“Why not, indeed?” said Kitty.

But it was to herself she said it. Marg never waited for any answer, only walked off with the child. She never as much as said, “Good-evening!” or turned her head to look at Kitty, and she standing at the door with her own child hugged up to her.

“God help her, I think it’s what poor Marg must be bewitched, to go do such a thing as that! And what will old Mickey say?” thinks Kitty, turning back into the house, to lay her own baby into the cradle, and feeling lonesome that the other one was gone. Kitty was foolish that way.

And as Marg was moving home, she kept saying to herself, “What will Mickey say? But I don’t care! I’ll not give you back, even to Kitty! No! and sooner than the Union, I’ll walk the roads with you, asthore, if there should be any objections made to you being at the Furry Farm!”

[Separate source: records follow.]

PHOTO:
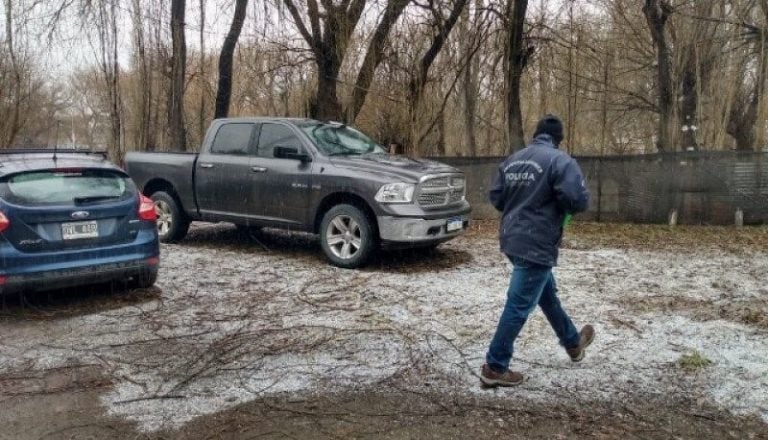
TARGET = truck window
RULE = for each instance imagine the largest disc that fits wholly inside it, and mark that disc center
(233, 139)
(276, 135)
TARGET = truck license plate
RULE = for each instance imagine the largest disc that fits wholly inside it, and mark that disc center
(454, 224)
(74, 231)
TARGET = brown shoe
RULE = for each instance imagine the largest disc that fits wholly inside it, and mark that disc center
(587, 335)
(492, 379)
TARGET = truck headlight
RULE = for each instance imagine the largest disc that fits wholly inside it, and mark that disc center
(396, 193)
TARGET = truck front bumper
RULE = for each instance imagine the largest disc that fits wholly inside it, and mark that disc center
(405, 232)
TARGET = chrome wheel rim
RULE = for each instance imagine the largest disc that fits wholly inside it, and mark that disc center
(164, 217)
(344, 237)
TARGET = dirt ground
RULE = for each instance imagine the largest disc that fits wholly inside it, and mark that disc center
(256, 337)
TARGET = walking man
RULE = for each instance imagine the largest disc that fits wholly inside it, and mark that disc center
(535, 189)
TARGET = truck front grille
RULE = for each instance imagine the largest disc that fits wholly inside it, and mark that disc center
(440, 191)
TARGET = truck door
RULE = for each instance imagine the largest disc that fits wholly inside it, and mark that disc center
(223, 176)
(281, 185)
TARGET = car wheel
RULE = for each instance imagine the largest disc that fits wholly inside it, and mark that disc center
(248, 229)
(172, 222)
(144, 279)
(347, 236)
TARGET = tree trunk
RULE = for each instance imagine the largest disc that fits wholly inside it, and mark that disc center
(517, 58)
(177, 131)
(144, 82)
(419, 80)
(373, 57)
(201, 116)
(116, 98)
(689, 123)
(657, 12)
(224, 93)
(13, 125)
(471, 80)
(327, 105)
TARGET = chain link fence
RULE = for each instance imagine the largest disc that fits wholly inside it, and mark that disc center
(694, 187)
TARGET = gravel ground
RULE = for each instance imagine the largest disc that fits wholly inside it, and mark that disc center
(238, 320)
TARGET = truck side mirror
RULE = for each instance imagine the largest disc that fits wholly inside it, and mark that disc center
(282, 152)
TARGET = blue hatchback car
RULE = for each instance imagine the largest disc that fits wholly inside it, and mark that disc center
(72, 218)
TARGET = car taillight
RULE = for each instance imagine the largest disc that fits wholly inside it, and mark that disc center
(147, 209)
(4, 222)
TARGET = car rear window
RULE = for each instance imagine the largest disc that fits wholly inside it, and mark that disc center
(64, 186)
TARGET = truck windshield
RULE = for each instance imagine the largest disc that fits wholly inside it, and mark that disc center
(334, 139)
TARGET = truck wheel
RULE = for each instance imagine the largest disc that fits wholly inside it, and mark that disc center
(347, 237)
(172, 222)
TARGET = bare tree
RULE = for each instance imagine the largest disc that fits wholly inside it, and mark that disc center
(12, 124)
(657, 13)
(177, 131)
(517, 58)
(373, 57)
(418, 80)
(328, 36)
(224, 93)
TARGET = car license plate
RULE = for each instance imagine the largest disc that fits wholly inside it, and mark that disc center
(74, 231)
(454, 224)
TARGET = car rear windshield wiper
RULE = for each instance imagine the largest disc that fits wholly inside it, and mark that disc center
(92, 199)
(346, 153)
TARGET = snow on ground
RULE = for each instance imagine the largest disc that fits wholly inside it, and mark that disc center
(237, 319)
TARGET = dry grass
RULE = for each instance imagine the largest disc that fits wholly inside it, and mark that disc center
(694, 361)
(588, 235)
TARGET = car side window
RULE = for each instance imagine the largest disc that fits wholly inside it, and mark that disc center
(276, 135)
(234, 138)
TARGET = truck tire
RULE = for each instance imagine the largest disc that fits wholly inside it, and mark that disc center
(347, 236)
(172, 222)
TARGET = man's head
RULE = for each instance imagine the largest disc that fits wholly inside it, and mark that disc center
(551, 125)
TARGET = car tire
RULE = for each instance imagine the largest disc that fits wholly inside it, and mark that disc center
(347, 236)
(172, 222)
(144, 279)
(248, 230)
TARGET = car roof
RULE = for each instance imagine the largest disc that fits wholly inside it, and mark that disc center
(17, 161)
(261, 119)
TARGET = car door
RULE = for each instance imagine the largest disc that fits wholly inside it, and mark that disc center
(223, 175)
(282, 186)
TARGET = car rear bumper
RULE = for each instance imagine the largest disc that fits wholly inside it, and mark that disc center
(58, 279)
(406, 232)
(55, 270)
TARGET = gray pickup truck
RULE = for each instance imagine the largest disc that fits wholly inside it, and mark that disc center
(307, 175)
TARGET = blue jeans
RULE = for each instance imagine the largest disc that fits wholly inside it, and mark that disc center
(531, 284)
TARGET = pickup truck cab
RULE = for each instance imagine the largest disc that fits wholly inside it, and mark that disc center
(301, 174)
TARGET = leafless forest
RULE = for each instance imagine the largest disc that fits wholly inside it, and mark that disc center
(440, 77)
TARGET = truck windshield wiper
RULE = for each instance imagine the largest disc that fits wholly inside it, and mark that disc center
(91, 199)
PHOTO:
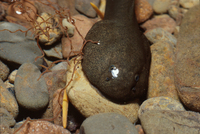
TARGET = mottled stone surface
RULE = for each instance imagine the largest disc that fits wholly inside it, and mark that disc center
(187, 63)
(161, 80)
(31, 93)
(107, 123)
(170, 122)
(160, 103)
(89, 102)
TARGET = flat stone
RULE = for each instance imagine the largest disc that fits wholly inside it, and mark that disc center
(31, 93)
(16, 48)
(187, 62)
(89, 101)
(161, 80)
(8, 101)
(107, 123)
(170, 122)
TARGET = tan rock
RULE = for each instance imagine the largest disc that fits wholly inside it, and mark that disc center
(88, 101)
(161, 80)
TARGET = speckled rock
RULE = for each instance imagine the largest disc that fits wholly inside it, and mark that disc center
(143, 10)
(161, 80)
(6, 118)
(83, 25)
(170, 122)
(160, 103)
(107, 123)
(16, 48)
(189, 3)
(159, 34)
(8, 101)
(4, 71)
(84, 7)
(187, 71)
(42, 127)
(161, 6)
(163, 21)
(31, 93)
(87, 99)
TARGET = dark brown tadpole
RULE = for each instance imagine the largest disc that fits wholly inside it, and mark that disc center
(118, 65)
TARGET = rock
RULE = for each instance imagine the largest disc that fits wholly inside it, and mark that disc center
(83, 25)
(42, 127)
(84, 7)
(160, 103)
(12, 76)
(159, 34)
(162, 21)
(143, 10)
(107, 123)
(161, 6)
(187, 71)
(4, 71)
(31, 93)
(170, 122)
(16, 48)
(6, 118)
(8, 101)
(189, 3)
(88, 100)
(161, 80)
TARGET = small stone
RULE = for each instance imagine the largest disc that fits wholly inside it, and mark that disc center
(12, 76)
(161, 80)
(170, 122)
(160, 103)
(4, 71)
(143, 10)
(83, 25)
(159, 34)
(162, 21)
(6, 118)
(187, 63)
(84, 7)
(7, 100)
(31, 93)
(189, 3)
(88, 100)
(107, 123)
(42, 127)
(161, 6)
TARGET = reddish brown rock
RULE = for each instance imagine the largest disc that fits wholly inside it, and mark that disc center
(163, 21)
(143, 10)
(187, 63)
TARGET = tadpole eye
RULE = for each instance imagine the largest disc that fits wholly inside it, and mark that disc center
(137, 77)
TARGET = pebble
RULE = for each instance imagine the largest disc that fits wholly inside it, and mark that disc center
(161, 6)
(107, 123)
(84, 7)
(83, 25)
(187, 62)
(31, 93)
(12, 76)
(7, 100)
(189, 3)
(42, 127)
(170, 122)
(161, 80)
(162, 21)
(87, 99)
(6, 118)
(159, 34)
(143, 10)
(160, 103)
(24, 50)
(4, 71)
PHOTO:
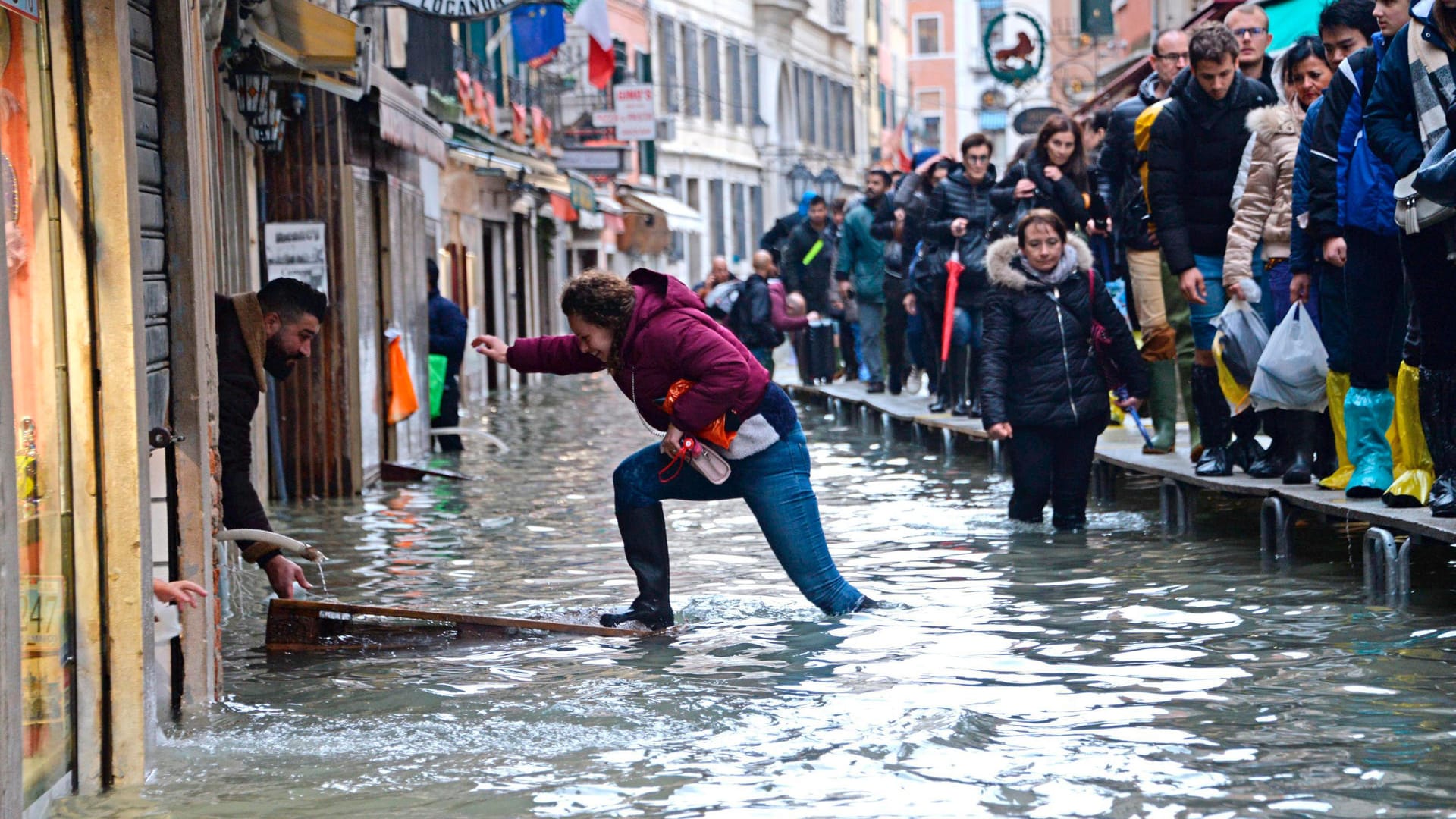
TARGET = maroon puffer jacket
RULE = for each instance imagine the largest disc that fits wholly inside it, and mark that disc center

And every now and then, she’d kiss it and snug it up close to her very heart. Then the baby would give a little whimper, and go off to sleep again. She never really wakened at all, indeed; only lay so still, that Marg stopped more than once, frightened, thinking it was what she had the baby smothered.

But she needn’t have been uneasy about that! And as for Heffernan....

When Marg got home, she walked straight in to where Mickey was sitting in the kitchen by the fireside. And she opened back her cloak; and the child began to stretch herself in the heat, and to laugh and crow.

Mickey that was surprised! and no wonder. He nearly jumped off his stool at the sight of the baby. And Marg was too excited and breathless at first to explain the thing. He had time to take the pipe from his mouth, and to knock the ashes out of it against the toe of his brogue, before she got to say, and she catching her breath every minute with a kind of a sob, “I’ve brought that child of Art’s here, out of Grennan’s ... and not to see her being sent to the Union beyant to be reared ... and it would be a disgrace to the name of Heffernan ... and if there’s a word of objections to be made to her, let it be said now! I can go off somewhere else.... Not a fear of me, but I’ll be well able to earn what will do the both of us ... well able I am ...” and she rocking the baby in her arms, and keeping a tight hold upon it, as if she was in dread of poor Mickey taking it from her.

Heffernan said nothing for a minute; always tedious he was; and says Marg, beginning again, “I’ve brought the child here....”

“Ora, what else, woman dear?” said Mickey.